老婆
街のはずれ、樹林を越えた先にある魔術院の店主"ダフネ・エノ"は退屈していた。
仕事がないわけではないが、どれもこれも作業が単調すぎて投げ出す。
(これ、ママはよくやっていたな。本当、この仕事が好きじゃないとやってけないよな)
欠伸ひとつして、もう一度と立ち上がろうとしたとき、ドアベルが鳴り、ローブのフードをかぶる。
これは、お客様から性別、体格、顔などを隠すため。お客様の中には相手が女だとわかると途端に凶暴化する奴もいる。辺鄙な街のはずれの森の中で私を守ってくれる人は私しかいない。自分の身は自分で護らねばならないのだ。
一応、私の力でなら1人2人ぶっ飛ばせるのだが、そうなると8割の確率で死んでしまうため、なるべくそれは避けたい。私のためでもあり、お客様のためでもあるのだ。
またドアベルが鳴り、店のドアが開いた。
穏やかそうな白髪の老婆と、60代くらいの付き人がやってきた。
ダフネはわざわざこんなところまでやってきたお客様を観察した後、声を低くし話しかける。
「ようこそ。どんなご用件でしょうか、お客様。」
老婆はひと呼吸おいた後、言った。
「ヘラという魔女は、ここにいますか。」
ダフネは息を呑んだ。
(まさか、ママの名前を知る人がいるとは。)
「ヘラは土に還りました。」
「では、リオは——リオは、いますか。」
「申し訳ございません。ヘラも、リオも、四年前に一緒に土へ還りました。」
「そう、そうなの。」
老婆は特に驚いた様子はなく、物悲しそうな瞳をし、杖を2回、床に叩いた。
「帰り支度をしてきます。」
そう言って付き人は一礼して、店の外に出ていった。
「私、ヘラに一度でも会っておきたくて来たのだけれどヘラの方がだいぶ早かったみたいね。リオも。そう、もう少し早く来たらよかったわ。お騒がせしました。すぐに、帰るわね。」
老婆は、封筒を受け付けテーブルの上に置く。
「これはその時が来たら開けてみてちょうだい。」
「はい。ご来店、ありがとうございました。」
老婆は杖をつきながら出ていった。
♢♢♢
ママは愚かだ。
パパが三途の川を渡りかけていて、私でももう助からないと判るような時、「まだ可能性はある。」と言い、魔法術を使ってパパを蘇らせようとした。
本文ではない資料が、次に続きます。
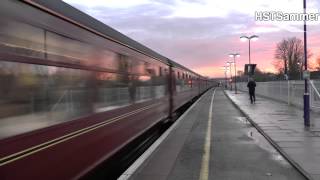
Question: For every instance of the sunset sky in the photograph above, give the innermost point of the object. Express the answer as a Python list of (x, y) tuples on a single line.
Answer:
[(200, 34)]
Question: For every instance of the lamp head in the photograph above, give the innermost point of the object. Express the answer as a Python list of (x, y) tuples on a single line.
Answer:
[(254, 37), (244, 38)]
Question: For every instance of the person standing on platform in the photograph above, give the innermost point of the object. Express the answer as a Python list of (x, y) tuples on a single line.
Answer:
[(252, 86)]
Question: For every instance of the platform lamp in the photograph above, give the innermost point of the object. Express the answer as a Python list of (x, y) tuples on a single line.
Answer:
[(253, 38), (234, 55), (229, 63), (225, 68)]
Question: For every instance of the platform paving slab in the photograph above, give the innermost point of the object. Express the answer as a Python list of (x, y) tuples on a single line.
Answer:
[(238, 150), (284, 125)]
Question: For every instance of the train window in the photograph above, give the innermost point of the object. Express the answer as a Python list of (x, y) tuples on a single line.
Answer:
[(41, 96), (20, 38)]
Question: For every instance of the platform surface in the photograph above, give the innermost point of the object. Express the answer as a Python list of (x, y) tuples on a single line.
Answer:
[(284, 125), (231, 149)]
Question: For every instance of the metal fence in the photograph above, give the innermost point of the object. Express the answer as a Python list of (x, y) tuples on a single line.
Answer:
[(290, 92)]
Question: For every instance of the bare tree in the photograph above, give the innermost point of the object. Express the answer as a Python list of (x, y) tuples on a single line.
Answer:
[(290, 52)]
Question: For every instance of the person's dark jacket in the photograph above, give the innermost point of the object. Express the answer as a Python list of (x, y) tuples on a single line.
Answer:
[(251, 85)]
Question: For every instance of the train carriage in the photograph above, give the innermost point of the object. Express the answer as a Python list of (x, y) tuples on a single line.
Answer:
[(74, 91)]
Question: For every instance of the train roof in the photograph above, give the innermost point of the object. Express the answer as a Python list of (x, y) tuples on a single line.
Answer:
[(75, 16)]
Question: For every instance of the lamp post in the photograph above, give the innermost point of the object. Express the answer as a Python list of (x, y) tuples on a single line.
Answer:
[(306, 96), (300, 64), (230, 63), (234, 55), (225, 68), (254, 38)]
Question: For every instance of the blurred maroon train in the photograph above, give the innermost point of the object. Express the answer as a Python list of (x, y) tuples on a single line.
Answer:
[(74, 91)]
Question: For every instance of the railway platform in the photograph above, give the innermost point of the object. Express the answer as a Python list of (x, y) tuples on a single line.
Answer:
[(212, 140), (283, 125)]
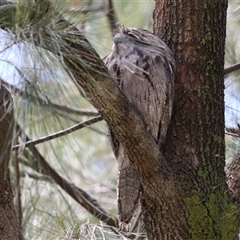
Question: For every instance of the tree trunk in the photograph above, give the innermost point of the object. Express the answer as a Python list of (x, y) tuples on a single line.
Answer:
[(195, 150), (184, 192), (9, 227)]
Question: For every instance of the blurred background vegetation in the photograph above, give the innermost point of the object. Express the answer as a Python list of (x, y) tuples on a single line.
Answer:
[(83, 157)]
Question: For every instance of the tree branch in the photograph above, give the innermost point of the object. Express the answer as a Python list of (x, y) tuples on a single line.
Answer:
[(76, 193)]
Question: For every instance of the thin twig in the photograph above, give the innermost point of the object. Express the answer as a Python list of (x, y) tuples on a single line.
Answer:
[(76, 193), (47, 103), (58, 134), (232, 68), (111, 14)]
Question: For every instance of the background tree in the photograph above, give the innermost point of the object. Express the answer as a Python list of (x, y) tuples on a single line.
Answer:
[(184, 189)]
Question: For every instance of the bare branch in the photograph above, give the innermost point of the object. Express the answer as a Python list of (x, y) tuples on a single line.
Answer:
[(110, 13), (37, 176), (59, 134), (76, 193)]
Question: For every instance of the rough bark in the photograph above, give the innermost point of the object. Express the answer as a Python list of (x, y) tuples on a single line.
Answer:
[(9, 227), (195, 30), (184, 192)]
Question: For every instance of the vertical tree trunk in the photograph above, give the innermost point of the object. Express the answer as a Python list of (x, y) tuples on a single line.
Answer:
[(9, 227), (195, 150)]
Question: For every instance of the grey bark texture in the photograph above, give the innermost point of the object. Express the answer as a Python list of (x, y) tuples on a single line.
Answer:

魔法術を使ったって人を生き返らせることは出来ない。この世界に生命を蘇らせるそんな力はない。なのに、ママは「本で読んだことがある。」と言い、その方法を試したのだ。
その方法は全くのデマカセで、ママもパパも魔力暴走の爆発で死んでしまった。
一瞬で、私の人生において最も大切な存在が、いなくなってしまった。
私は、ママがなぜあんな無茶な行動を取ってしまったのか意味がわからない。
愛の力とでもいうのだろうか、バカバカしい。愛の力とかいうのだったら、そのママの愛の力とやらでパパを三途の川から無理矢理引きずり出してくれたらよかったのに。
結局、ママとパパは2人とも三途の川を渡ってしまったのだ。
♢♢♢
久しぶりにママの名前を聞いたせいか、嫌なことまで思い出す。
それにしても、なぜ老婆はここに来たのだろうか。
ママと話をしに来たと言われればそこまでだが、ママとはどんな関係だったのか、ママがいたらどんな依頼をするつもりだったのだろうか。
(いや、私には関係ない。)
ダフネは頭を左右に振り、そこらに置いてあるものを片付け始めた。